So back to the original thought. When Daniel was diagnosed with Marfan in 1994 at age 31, time seemed so much against us. Many Marf's at the time were not living past their 40's & 50's, so it was pretty much accepted that he likely would not see his "Golden Years" unless he was one of the "lucky" few. Although we hoped that he would make it there, we lived with the realism that the odds were against him.
Something happened along the way to his turning 50 a few weeks ago. Time has also become somewhat of a friend in that we (as a community) have not only grown in knowledge & resources to the point where we know many ways to prevent and minimize many of the effects of Marfan. Now we are seeing members of our Marf family reaching 60, 70, and even 1 former local NMF chapter member was still with us at 81 a couple of years ago. (I haven't heard an update since, but have also seen no obituary). We are now having open discussions on the need to do studies on the effect of aging on those with Marfan. With all the advances being made and every year we get further down the road, hope increases, making Marfan less fearful. Maybe, just maybe, time is on our side... How COOL is that? :-)

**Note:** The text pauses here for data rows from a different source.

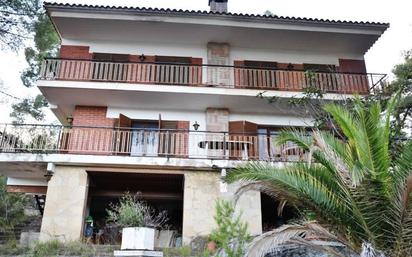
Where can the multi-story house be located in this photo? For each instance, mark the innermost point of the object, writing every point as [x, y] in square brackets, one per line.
[164, 102]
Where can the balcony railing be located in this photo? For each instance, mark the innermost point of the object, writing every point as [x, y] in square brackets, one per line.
[209, 76]
[144, 143]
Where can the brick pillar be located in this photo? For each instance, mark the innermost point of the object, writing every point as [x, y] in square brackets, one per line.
[219, 54]
[66, 199]
[217, 120]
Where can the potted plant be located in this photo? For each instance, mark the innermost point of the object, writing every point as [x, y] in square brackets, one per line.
[138, 222]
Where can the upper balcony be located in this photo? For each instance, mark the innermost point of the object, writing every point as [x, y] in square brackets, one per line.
[215, 76]
[99, 145]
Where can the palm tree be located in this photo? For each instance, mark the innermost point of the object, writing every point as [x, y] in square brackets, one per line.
[352, 184]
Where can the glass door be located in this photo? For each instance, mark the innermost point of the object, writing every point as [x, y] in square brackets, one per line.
[145, 139]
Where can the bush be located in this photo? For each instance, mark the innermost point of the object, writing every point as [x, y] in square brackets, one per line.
[231, 234]
[132, 212]
[55, 248]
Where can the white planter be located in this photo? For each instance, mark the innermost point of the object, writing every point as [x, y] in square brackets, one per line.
[138, 238]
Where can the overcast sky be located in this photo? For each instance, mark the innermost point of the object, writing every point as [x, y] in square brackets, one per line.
[380, 59]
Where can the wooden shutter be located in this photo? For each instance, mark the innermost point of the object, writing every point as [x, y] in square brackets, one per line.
[323, 77]
[115, 71]
[196, 71]
[123, 135]
[357, 82]
[168, 73]
[241, 133]
[256, 74]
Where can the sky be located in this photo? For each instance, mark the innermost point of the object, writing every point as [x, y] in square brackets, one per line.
[387, 52]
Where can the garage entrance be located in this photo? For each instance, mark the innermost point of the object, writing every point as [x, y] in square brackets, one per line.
[163, 192]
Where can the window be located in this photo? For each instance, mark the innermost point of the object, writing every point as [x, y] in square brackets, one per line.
[112, 67]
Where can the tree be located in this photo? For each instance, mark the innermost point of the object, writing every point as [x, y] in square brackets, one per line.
[269, 13]
[351, 182]
[231, 233]
[11, 209]
[16, 22]
[20, 22]
[31, 107]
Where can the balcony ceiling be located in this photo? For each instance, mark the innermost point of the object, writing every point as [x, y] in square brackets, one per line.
[65, 95]
[161, 30]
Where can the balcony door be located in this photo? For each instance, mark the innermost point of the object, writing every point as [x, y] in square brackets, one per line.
[255, 74]
[173, 70]
[110, 67]
[145, 138]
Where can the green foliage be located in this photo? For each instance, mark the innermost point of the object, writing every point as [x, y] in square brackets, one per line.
[133, 212]
[352, 183]
[51, 248]
[21, 21]
[17, 18]
[11, 248]
[269, 13]
[46, 43]
[56, 248]
[11, 209]
[231, 233]
[128, 213]
[31, 107]
[183, 251]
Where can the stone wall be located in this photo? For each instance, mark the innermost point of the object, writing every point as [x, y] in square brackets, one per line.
[66, 198]
[201, 191]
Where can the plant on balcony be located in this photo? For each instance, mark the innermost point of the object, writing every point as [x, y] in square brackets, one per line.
[138, 220]
[352, 184]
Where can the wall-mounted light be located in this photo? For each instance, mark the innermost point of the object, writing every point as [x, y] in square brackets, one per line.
[70, 120]
[196, 125]
[142, 58]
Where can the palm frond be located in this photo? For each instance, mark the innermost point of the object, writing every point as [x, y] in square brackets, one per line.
[297, 234]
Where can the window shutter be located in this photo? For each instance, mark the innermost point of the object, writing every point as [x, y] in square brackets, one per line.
[243, 133]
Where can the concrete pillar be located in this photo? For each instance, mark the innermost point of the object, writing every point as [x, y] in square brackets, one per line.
[201, 190]
[66, 199]
[219, 54]
[217, 120]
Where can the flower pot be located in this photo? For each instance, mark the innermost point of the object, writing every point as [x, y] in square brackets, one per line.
[138, 238]
[211, 246]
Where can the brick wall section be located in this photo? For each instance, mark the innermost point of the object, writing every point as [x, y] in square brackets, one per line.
[79, 140]
[183, 139]
[75, 52]
[92, 116]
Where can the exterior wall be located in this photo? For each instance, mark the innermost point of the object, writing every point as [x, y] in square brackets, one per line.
[66, 198]
[201, 191]
[236, 53]
[92, 116]
[200, 117]
[75, 52]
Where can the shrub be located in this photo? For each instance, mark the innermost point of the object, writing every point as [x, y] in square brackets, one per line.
[55, 248]
[231, 234]
[133, 212]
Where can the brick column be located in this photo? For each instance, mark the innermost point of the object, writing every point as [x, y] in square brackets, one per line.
[217, 119]
[218, 54]
[66, 199]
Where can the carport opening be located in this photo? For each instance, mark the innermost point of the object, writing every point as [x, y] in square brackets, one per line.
[164, 192]
[271, 219]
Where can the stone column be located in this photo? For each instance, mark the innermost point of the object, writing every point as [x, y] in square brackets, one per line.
[201, 190]
[217, 119]
[66, 199]
[219, 54]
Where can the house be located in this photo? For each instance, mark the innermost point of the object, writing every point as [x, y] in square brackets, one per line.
[164, 102]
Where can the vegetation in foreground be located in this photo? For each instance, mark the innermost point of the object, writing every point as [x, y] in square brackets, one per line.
[50, 249]
[351, 182]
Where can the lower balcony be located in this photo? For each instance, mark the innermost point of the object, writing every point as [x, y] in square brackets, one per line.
[238, 77]
[48, 139]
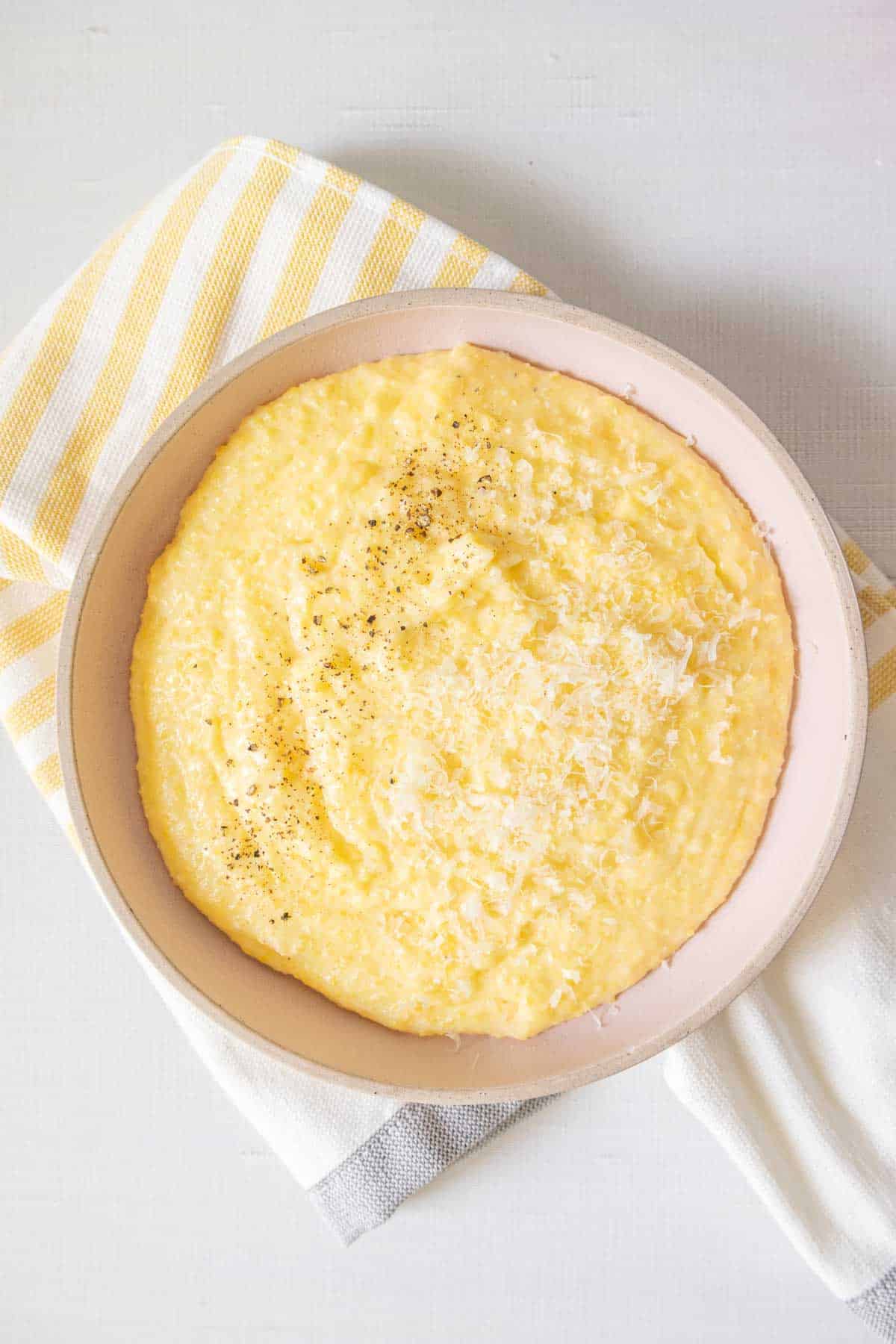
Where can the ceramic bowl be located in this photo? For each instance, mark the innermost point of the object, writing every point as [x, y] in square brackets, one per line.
[276, 1012]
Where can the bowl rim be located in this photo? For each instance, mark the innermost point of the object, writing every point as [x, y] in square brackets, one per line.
[568, 315]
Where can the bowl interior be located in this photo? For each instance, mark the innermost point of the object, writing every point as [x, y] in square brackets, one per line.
[805, 823]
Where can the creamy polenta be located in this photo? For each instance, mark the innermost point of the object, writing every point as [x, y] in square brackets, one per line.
[461, 692]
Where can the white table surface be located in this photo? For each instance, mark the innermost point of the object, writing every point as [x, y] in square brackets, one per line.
[722, 176]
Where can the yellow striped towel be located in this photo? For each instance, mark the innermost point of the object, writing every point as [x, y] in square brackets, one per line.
[252, 240]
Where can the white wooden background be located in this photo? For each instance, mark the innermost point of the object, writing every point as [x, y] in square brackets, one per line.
[722, 176]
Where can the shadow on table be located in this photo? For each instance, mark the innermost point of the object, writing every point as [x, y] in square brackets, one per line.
[815, 376]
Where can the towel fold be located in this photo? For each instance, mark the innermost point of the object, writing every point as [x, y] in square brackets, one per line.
[797, 1078]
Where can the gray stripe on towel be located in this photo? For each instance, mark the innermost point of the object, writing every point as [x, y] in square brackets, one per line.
[877, 1305]
[405, 1154]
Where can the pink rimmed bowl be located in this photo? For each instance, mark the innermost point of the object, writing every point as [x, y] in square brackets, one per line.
[276, 1012]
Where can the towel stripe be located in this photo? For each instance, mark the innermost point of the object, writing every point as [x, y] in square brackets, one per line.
[460, 267]
[34, 628]
[69, 482]
[222, 282]
[18, 561]
[388, 250]
[33, 709]
[37, 388]
[524, 284]
[874, 604]
[49, 774]
[882, 679]
[311, 249]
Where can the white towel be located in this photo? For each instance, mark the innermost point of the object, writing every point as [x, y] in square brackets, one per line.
[797, 1078]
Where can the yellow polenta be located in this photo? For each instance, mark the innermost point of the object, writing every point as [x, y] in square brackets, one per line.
[461, 692]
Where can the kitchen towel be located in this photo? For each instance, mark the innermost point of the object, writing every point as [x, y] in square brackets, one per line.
[260, 235]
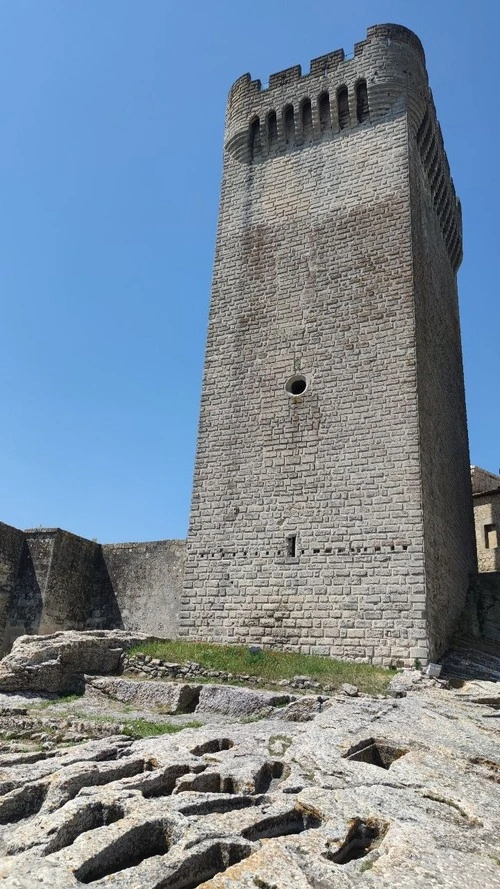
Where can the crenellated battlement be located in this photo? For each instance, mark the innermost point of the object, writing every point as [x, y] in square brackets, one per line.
[389, 64]
[385, 76]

Don't get me wrong. We are are all TOO cognizant that their are some still dying too young, including a local young man named Andrew who was in his 20's lost this last fall. The shadow of fear of a sudden aortic dissection still lurks around the corner. We felt that fear again in January as Daniel's routine heart studies were suspicious for a possible small dissection that turned out to be scar tissue. The fear will never totally be gone, but for now, it is not dominant.
This week is again another routine cardiac follow up for Daniel (he is checked every 6 months), and my annual ECHO is a few weeks away, but I don't completely fear them. It is just our reality now. A "new normal" as many of us are fond of saying. And "normal", in whatever way where you chose to define it, is a very good place to be!
On an very upbeat note: Daniel & I just celebrated our 20th wedding anniversary! On the realist side, we have always been cautious and looked at 5 year increments when looking forward and we still do, but with the years ticking off so quickly our silver anniversary (25 years) seems VERY realistic...do we dare to hope for 50?
In celebration of hitting the 20 year mark, I made a video to honor our accomplishment, and celebrate the gift of time together we have been given. It hasn't been easy, but we've gotten through it TOGETHER!
To my dear Hubby, Daniel Moore, I dedicate this to you & us!
Happy 20th Anniversary dear,
and looking forward to many, many more!!!
♥ xoxoxo ♥
We met in 1991 at work, started dating in 1992, and were married in 1993. Through the trials of the loss of the kids' father in 1994, the diagnosis of Marfan Syndrome for both of us including open heart surgery for Daniel in 2000, helping to raise my kids from my first marriage, blended family stresses, job changes, 3 grandchildren and the death of our youngest grandson Jayden in 2010 to Congenital Diaphragmatic Hernia (CDH), it hasn't been easy, but we vowed forever, and forever we will!